La famille de sangliers a été aperçue à Pinsaguel, aux portes de Toulouse (Haute-Garonne).

Le sanglier est-il moins sauvage qu’avant ?

"Ça dépend par rapport à quand. Si on compare aux années 1950, il y avait beaucoup moins d’humains et de sangliers. Aujourd’hui, les sangliers sont les dignes représentants de la nature sauvage et sont très nombreux. Pour donner un ordre de grandeur, 840 000 sangliers sont tués par an. Dans le Gard, on tuait 500 sangliers par an au début des années 1970. Aujourd’hui, on en tue 47 000, rien que dans le Gard. On y détient régulièrement les records de France et l’animal n’a jamais été aussi abondant. Aussi, on n’a jamais eu autant d’étalement urbain. Par conséquent, nous venons à la rencontre du sanglier autant qu’il vient à la nôtre.

On peut avoir des sangliers qui restent très sauvages dans leurs attributs physiques, leur comportement en nature sauvage et d’autres qui fréquentent beaucoup plus souvent les activités humaines et y sont bien plus familiarisés que par le passé. Cela dépend vraiment des contextes géographiques et des territoires. Localement, on a des sangliers qui sont plus ou moins sauvages et autonomes et c’est cela qui est intéressant : il s'agit d'un animal hybride qui nous interpelle et nous amène à redéfinir la limite entre le sauvage et le domestique. On se pose finalement la même question que pour d’autres animaux ou moustiques. Ces derniers par exemple sont-ils encore sauvages à l’heure où on construit des hôtels pour insectes ?

Autre chose : les axes routiers, avec les grandes pénétrantes et les grillages pour éviter les collisions routières avec les animaux sauvages. Les animaux peuvent les suivre sur les nationales et les autoroutes et cela peut contribuer à amener les animaux en ville. Le sanglier est un bon exemple du fait que la biodiversité arrive en ville. S’y porte-t-elle bien ? Ça se discute, mais elle bénéficie en tout cas des infrastructures humaines. Les sangliers pour ce qui les concerne utilisent souvent aussi les cours d’eau asséchés qu’ils empruntent comme des voies de circulation, notamment en Occitanie."

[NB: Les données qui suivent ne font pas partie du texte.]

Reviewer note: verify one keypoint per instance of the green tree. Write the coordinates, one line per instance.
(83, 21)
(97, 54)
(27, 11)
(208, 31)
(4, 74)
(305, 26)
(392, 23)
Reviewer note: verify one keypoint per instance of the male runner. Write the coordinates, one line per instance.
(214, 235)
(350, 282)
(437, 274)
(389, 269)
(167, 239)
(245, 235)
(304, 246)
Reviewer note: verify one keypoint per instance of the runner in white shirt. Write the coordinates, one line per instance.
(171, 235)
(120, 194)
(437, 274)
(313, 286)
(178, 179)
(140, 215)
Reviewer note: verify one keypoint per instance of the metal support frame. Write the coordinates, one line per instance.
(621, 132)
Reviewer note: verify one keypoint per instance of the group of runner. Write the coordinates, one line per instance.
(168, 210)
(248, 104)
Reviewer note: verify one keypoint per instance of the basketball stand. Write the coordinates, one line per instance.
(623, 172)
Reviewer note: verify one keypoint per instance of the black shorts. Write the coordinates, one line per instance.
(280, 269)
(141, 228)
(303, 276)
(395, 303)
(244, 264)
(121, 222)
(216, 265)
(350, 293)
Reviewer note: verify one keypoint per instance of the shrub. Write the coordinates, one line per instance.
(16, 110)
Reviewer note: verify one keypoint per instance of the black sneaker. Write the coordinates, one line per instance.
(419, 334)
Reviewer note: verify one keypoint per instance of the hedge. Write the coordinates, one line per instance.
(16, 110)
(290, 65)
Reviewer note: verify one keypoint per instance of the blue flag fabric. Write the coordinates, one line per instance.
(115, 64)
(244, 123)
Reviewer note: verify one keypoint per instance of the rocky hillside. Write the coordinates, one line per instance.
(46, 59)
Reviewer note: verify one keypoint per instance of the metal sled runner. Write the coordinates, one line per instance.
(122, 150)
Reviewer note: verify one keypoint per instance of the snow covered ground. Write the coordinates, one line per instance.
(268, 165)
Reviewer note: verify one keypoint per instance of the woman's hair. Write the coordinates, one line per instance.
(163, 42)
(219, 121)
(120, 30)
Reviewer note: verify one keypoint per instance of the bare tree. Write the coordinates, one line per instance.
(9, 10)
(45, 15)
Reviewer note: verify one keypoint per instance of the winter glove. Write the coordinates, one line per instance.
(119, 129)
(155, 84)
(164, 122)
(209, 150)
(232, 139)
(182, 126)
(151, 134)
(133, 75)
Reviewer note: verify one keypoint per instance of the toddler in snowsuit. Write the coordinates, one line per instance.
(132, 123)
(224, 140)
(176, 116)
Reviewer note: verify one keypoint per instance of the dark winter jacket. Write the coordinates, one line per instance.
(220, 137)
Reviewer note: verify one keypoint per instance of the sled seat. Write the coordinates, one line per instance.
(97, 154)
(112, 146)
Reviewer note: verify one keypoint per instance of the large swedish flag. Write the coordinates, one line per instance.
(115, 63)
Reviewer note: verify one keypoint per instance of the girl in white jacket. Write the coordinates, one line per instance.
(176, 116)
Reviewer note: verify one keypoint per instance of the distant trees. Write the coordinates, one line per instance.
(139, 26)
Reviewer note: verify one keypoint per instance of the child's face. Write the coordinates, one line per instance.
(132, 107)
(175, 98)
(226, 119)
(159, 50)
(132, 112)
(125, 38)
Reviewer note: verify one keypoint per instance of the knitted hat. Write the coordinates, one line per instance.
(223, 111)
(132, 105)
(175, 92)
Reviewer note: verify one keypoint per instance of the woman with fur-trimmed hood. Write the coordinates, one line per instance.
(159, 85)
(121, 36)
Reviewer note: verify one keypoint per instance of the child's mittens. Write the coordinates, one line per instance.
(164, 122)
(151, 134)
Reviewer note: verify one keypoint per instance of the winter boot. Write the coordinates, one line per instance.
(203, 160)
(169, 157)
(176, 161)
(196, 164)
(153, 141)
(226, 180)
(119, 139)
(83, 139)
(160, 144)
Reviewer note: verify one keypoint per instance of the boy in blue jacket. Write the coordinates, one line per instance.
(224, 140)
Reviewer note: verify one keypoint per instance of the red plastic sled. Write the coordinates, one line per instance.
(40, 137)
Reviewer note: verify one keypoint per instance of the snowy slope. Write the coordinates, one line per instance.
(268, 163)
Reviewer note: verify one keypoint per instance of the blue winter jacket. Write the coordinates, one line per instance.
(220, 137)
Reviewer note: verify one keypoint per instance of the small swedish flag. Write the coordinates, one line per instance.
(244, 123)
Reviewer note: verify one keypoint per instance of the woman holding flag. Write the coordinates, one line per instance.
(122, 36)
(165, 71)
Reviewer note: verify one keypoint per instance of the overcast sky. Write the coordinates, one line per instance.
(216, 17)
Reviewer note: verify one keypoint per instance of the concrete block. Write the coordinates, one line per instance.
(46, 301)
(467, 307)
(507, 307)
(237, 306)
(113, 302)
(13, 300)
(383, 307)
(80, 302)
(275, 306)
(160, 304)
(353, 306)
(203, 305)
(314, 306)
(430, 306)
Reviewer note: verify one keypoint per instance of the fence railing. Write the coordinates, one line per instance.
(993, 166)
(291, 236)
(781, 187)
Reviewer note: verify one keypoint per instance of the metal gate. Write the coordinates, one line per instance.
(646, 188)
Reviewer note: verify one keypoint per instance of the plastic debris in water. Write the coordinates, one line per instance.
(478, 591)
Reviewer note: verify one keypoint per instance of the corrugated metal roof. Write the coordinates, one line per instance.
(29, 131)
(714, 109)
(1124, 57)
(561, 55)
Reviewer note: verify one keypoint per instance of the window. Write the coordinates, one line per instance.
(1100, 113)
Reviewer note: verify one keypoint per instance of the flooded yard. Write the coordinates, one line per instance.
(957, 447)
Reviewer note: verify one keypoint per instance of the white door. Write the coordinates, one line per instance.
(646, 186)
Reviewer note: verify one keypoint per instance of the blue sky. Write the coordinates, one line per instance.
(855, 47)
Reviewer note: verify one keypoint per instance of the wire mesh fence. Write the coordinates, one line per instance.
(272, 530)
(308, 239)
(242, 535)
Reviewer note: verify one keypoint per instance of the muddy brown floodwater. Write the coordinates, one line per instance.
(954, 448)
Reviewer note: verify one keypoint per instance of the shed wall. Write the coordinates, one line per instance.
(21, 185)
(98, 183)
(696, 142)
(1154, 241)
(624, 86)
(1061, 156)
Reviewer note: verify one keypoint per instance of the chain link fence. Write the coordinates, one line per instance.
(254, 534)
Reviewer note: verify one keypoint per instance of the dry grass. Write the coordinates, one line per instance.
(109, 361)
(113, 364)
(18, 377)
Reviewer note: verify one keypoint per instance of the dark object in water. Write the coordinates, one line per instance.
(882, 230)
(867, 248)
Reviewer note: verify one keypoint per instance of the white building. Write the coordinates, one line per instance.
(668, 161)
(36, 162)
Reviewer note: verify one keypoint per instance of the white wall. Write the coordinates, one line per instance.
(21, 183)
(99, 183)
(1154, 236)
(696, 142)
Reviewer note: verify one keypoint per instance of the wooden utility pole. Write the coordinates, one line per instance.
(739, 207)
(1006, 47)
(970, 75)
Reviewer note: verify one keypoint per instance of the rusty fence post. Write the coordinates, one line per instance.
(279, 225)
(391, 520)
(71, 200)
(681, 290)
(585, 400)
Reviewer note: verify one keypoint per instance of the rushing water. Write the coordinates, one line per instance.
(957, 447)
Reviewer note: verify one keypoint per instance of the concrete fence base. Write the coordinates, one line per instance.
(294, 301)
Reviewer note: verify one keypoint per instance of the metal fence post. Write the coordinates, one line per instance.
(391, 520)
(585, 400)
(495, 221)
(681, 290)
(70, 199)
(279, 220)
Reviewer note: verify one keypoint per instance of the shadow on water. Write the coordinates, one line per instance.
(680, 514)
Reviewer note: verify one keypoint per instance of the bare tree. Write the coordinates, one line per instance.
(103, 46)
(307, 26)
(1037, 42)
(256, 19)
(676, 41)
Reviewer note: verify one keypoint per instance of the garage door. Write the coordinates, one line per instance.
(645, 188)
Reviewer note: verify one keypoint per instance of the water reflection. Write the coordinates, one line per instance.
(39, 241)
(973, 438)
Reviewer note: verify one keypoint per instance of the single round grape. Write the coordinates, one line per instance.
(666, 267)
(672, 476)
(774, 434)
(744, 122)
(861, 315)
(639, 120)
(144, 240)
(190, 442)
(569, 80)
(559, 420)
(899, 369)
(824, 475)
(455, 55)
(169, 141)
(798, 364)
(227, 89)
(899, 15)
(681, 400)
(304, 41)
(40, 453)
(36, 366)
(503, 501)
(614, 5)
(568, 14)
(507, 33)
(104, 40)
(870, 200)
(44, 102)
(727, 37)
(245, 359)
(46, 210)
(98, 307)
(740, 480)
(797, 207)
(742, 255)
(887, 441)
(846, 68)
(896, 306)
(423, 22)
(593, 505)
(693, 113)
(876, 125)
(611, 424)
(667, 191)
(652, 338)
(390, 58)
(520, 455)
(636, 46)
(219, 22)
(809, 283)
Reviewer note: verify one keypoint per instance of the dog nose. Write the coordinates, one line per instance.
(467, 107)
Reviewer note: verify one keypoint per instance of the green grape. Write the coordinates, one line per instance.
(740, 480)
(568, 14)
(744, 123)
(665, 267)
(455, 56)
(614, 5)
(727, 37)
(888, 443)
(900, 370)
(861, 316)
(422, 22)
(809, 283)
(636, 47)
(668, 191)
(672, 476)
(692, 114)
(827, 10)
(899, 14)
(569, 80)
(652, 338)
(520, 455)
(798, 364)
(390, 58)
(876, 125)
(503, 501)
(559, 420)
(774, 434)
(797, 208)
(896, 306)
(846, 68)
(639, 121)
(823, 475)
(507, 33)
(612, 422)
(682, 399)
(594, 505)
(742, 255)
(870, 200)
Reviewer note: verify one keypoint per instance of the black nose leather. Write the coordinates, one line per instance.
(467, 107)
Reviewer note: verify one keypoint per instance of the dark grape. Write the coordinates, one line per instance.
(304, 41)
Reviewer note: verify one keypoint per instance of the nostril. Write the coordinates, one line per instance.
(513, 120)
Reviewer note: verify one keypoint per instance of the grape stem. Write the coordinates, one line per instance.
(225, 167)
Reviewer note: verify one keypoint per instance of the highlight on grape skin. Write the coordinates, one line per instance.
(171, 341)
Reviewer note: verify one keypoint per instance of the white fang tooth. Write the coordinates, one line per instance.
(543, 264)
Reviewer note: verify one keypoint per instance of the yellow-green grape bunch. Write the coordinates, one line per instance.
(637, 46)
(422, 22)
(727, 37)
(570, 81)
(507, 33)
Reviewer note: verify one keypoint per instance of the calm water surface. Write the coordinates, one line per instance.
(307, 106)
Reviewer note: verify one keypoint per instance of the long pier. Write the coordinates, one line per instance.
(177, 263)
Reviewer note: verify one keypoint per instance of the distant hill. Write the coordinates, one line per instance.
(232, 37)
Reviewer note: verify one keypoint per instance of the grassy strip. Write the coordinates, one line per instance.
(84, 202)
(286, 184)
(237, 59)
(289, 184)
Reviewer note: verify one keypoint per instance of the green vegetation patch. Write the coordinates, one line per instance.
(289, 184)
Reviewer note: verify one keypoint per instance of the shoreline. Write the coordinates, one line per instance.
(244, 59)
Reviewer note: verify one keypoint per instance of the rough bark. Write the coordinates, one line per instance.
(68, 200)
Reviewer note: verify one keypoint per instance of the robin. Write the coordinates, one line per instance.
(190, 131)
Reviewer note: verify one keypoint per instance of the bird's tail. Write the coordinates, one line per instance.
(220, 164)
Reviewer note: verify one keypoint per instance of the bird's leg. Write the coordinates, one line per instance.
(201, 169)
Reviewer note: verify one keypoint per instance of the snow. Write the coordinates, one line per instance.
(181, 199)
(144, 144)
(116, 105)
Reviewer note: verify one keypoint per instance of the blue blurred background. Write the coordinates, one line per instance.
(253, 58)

Le sanglier peut-il charger ? Mythe ou réalité ?

" Par le passé, le sanglier était présenté comme un individu faisant peur. À l'Antiquité, mythes grecs et autres récits de chasse parlaient d’animaux écorchés, éventrés et de personnes gravement écorchées également. C’est pour çela qu’il était pourchassé : l’animal était brave, donc on recherchait la bravoure.

L’animal peut peser entre 80 et 100 kilos et porte des défenses. Il est donc capable de se défendre et est considéré comme un représentant de la faune sauvage, ce qui a nourri cette crainte qu’on peut avoir d’être chargé.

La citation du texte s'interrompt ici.